Buying real estate is something that married couples frequently do together. They invest in property where they live, as well as vacation homes. You and your spouse might even own rental properties that you lease for income.
When you divorce as a real estate owner, your real property will play a big role in your divorce proceeding. What are some of the ways that you can handle your house in a California divorce?
One spouse can keep the house
If there is only one home to consider, then you may agree that one spouse will continue to live there and give the other their share of the equity in the property. If you have a vacation home and a primary home, one property could go to each of you, with proper consideration of any difference in value. Such solutions will typically require refinancing unless there is other valuable property to divide.

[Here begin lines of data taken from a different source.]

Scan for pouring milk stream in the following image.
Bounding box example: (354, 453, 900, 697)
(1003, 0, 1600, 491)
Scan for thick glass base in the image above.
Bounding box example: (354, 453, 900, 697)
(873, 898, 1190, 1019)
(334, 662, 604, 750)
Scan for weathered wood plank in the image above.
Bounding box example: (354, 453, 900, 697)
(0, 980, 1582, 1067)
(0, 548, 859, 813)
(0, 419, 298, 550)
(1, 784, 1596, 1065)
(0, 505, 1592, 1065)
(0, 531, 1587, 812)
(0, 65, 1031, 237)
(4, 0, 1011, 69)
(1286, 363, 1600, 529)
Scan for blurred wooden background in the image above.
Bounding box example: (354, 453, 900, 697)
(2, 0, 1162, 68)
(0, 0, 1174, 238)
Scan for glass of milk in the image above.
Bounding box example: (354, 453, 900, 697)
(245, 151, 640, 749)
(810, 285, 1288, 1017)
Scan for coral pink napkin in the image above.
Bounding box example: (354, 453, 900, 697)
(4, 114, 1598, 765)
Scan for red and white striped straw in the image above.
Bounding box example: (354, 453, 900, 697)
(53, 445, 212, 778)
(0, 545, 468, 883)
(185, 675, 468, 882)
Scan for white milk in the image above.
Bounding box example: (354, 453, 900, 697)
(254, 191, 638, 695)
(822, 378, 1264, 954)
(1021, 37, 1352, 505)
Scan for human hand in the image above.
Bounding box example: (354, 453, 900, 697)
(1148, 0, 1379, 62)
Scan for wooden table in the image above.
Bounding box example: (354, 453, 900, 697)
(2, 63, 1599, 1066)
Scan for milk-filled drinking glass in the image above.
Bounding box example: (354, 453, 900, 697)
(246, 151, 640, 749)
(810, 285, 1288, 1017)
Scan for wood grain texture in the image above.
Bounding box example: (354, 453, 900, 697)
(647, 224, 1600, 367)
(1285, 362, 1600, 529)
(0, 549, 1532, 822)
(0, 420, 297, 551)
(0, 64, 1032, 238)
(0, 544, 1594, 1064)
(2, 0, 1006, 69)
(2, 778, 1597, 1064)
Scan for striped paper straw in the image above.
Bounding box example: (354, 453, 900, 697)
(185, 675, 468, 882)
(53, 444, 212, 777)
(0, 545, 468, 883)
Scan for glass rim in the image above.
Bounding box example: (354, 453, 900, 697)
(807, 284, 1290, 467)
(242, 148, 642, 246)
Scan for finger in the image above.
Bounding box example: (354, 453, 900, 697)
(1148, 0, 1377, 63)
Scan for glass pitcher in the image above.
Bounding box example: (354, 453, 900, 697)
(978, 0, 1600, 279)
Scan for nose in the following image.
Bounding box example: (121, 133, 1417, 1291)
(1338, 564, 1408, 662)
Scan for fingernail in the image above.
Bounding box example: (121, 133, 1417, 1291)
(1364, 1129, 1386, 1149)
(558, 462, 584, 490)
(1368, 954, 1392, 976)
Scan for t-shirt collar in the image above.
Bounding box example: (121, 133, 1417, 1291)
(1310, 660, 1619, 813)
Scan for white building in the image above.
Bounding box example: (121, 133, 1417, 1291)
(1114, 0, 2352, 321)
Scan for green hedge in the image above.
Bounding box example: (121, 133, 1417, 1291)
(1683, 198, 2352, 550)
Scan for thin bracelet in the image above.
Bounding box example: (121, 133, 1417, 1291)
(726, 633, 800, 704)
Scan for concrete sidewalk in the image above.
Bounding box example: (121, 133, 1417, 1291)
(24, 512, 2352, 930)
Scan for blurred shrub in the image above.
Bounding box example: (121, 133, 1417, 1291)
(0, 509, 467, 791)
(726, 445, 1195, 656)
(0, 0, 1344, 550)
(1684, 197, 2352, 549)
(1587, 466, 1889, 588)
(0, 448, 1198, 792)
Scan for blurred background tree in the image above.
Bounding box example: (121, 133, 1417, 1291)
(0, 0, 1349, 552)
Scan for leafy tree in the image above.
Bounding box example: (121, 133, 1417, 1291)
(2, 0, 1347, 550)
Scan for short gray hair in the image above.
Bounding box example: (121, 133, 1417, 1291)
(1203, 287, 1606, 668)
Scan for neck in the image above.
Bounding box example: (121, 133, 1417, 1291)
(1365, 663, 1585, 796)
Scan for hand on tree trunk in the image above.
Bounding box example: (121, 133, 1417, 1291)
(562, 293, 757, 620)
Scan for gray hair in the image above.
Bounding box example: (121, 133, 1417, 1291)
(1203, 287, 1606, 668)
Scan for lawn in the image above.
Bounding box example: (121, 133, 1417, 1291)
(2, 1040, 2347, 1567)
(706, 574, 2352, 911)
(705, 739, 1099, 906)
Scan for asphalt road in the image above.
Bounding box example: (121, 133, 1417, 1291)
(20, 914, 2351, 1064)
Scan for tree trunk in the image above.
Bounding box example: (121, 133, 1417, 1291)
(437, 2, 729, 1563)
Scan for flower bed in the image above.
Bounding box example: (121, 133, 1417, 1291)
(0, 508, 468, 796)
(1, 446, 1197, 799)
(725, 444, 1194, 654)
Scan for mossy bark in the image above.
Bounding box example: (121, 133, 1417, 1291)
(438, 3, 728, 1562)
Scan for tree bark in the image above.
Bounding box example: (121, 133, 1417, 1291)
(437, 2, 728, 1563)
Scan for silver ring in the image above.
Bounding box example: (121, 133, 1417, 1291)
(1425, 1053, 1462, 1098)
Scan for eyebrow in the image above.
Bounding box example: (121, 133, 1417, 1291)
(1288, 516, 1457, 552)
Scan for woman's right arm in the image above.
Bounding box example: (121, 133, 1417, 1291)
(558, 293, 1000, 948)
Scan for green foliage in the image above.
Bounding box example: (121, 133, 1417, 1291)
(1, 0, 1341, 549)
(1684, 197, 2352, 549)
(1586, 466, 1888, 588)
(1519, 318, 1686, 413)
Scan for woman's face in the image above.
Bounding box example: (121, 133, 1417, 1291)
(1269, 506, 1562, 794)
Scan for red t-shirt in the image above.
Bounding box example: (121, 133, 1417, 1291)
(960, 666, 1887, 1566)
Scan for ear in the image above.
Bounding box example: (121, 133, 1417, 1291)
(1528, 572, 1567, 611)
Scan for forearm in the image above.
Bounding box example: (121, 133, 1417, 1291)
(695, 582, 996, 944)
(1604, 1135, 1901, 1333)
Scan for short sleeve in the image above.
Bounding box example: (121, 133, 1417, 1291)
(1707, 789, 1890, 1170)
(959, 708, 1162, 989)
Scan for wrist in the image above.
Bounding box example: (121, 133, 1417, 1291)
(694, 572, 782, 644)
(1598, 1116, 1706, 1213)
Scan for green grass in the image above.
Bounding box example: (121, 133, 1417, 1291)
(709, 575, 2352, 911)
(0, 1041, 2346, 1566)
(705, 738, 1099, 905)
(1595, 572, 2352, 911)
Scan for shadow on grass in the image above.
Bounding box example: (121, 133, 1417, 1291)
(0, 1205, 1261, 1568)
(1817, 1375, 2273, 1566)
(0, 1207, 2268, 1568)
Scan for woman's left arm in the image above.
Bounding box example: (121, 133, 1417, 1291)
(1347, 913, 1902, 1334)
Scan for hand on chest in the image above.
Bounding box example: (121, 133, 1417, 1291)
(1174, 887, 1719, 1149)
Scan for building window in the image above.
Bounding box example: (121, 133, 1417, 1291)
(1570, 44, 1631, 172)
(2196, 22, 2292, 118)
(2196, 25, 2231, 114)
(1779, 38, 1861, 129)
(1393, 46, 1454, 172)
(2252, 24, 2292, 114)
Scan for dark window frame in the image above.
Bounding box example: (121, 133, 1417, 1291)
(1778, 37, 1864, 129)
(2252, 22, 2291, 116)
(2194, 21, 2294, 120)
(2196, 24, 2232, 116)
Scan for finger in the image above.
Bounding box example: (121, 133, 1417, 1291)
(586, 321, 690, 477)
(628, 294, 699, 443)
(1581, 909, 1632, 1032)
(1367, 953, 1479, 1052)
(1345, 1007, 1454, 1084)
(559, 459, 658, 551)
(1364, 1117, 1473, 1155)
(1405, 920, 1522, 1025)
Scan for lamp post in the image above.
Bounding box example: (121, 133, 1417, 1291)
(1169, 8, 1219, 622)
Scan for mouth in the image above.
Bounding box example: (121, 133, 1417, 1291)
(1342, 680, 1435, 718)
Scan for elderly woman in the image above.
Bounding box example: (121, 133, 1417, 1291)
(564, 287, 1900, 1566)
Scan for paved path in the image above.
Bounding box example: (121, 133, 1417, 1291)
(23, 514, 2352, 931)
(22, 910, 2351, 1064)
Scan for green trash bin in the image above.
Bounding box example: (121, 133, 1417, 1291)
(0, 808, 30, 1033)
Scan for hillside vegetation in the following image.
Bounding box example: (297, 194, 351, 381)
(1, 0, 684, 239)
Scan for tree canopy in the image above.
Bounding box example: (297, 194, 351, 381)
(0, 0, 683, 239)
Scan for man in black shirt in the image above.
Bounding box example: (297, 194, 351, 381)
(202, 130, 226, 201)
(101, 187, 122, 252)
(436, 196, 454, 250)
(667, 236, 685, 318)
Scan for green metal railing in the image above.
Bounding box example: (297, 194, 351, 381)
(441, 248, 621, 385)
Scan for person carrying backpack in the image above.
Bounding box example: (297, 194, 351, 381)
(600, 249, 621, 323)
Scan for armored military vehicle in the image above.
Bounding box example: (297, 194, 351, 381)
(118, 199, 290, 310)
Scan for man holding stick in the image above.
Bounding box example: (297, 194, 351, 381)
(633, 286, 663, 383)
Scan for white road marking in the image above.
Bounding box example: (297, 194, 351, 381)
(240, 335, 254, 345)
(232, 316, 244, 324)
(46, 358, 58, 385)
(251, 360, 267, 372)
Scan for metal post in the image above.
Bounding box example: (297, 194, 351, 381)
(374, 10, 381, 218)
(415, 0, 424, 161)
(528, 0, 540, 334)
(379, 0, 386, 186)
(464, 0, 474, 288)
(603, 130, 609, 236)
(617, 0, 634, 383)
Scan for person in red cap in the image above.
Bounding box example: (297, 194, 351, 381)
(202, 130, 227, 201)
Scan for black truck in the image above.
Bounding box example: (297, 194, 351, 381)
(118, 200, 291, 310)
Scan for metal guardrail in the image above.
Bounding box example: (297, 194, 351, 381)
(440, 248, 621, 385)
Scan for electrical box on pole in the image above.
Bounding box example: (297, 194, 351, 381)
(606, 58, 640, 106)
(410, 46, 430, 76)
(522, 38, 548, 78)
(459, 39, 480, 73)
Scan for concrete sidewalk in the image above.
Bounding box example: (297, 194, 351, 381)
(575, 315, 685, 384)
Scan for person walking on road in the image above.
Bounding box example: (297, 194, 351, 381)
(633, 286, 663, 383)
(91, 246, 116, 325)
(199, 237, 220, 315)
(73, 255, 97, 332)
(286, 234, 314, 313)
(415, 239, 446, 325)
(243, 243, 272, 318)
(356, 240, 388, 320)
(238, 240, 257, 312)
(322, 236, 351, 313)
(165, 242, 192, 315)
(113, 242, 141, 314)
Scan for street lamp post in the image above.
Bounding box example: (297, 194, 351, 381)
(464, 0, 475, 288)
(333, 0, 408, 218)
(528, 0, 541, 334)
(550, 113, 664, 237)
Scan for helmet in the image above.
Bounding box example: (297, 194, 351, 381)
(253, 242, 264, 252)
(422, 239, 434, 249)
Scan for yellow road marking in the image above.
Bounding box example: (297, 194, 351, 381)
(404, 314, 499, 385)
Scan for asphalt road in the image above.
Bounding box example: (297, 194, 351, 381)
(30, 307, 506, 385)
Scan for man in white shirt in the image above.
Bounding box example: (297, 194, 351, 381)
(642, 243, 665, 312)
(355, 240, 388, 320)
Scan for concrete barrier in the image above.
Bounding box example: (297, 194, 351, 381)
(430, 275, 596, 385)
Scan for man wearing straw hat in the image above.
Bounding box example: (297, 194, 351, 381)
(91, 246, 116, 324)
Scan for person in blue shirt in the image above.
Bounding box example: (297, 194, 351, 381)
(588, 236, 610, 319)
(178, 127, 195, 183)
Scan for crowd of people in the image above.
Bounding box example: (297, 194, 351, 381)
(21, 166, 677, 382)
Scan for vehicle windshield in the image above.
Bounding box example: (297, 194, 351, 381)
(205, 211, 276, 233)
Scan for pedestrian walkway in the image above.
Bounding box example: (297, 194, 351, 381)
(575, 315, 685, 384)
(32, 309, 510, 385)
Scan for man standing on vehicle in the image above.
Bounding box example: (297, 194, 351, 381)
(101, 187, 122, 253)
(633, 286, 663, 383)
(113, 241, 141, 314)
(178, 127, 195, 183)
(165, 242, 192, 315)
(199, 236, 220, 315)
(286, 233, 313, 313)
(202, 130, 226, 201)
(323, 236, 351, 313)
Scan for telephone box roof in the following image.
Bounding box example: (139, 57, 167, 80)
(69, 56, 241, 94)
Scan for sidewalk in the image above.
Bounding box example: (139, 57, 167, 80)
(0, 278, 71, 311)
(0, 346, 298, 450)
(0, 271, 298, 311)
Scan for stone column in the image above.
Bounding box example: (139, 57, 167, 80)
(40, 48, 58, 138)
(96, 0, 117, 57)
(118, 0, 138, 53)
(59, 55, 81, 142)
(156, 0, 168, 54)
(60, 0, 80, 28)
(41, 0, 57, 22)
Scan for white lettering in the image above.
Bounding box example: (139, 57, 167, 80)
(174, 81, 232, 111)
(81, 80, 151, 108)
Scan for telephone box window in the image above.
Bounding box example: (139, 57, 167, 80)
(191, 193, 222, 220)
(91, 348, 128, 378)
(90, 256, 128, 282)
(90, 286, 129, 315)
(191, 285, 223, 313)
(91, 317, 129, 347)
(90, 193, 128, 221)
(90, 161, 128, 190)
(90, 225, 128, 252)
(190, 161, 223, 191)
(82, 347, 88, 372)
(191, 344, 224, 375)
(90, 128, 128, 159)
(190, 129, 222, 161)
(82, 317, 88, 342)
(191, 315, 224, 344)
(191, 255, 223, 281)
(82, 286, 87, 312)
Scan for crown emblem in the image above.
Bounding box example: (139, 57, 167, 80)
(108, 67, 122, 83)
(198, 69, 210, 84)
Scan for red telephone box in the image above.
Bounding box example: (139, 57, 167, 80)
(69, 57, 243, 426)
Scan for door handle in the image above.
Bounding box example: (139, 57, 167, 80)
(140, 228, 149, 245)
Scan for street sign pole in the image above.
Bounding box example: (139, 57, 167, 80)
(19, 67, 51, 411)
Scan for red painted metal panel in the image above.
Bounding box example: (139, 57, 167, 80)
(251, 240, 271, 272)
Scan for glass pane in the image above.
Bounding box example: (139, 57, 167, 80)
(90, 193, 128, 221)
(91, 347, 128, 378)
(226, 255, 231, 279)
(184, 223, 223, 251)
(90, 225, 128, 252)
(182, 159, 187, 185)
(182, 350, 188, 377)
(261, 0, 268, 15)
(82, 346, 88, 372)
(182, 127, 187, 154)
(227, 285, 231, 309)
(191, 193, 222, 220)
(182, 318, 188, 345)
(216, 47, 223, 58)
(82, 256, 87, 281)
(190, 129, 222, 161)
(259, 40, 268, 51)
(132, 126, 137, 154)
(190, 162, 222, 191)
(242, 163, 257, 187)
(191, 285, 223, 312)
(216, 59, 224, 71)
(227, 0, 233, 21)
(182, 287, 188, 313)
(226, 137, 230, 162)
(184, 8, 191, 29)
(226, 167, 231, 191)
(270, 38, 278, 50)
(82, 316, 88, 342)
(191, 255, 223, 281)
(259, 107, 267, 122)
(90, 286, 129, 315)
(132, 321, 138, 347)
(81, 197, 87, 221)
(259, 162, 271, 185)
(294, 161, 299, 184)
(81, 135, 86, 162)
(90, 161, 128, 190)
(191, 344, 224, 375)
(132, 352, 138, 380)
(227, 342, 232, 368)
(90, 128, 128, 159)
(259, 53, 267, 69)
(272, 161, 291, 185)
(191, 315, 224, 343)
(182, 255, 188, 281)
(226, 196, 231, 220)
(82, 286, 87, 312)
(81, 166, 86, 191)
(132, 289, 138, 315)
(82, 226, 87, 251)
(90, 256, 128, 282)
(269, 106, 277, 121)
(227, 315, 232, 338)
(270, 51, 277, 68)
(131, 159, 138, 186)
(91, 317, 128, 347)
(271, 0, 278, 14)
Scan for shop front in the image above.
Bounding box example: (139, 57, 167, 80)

Parents can share the house for the children
Especially if the family has young or special needs children, the divorcing couple might agree to co-own ownership of their marital home. In a birdnesting arrangement, the children don’t ever have to change where they live because the parents stay in the family home during their parenting time. Birdnesting can be a way to promote stability for children who feel vulnerable during a divorce.
Owners can liquidate their properties
If neither of you can qualify for the financing on your own or if you do not have intense emotional attachments to your real property, then selling the homes to split the proceeds may be the most straightforward solution for your real estate in your divorce.
Considering the benefits of each of these approaches can help you decide what to do with your most valuable property as you prepare for divorce.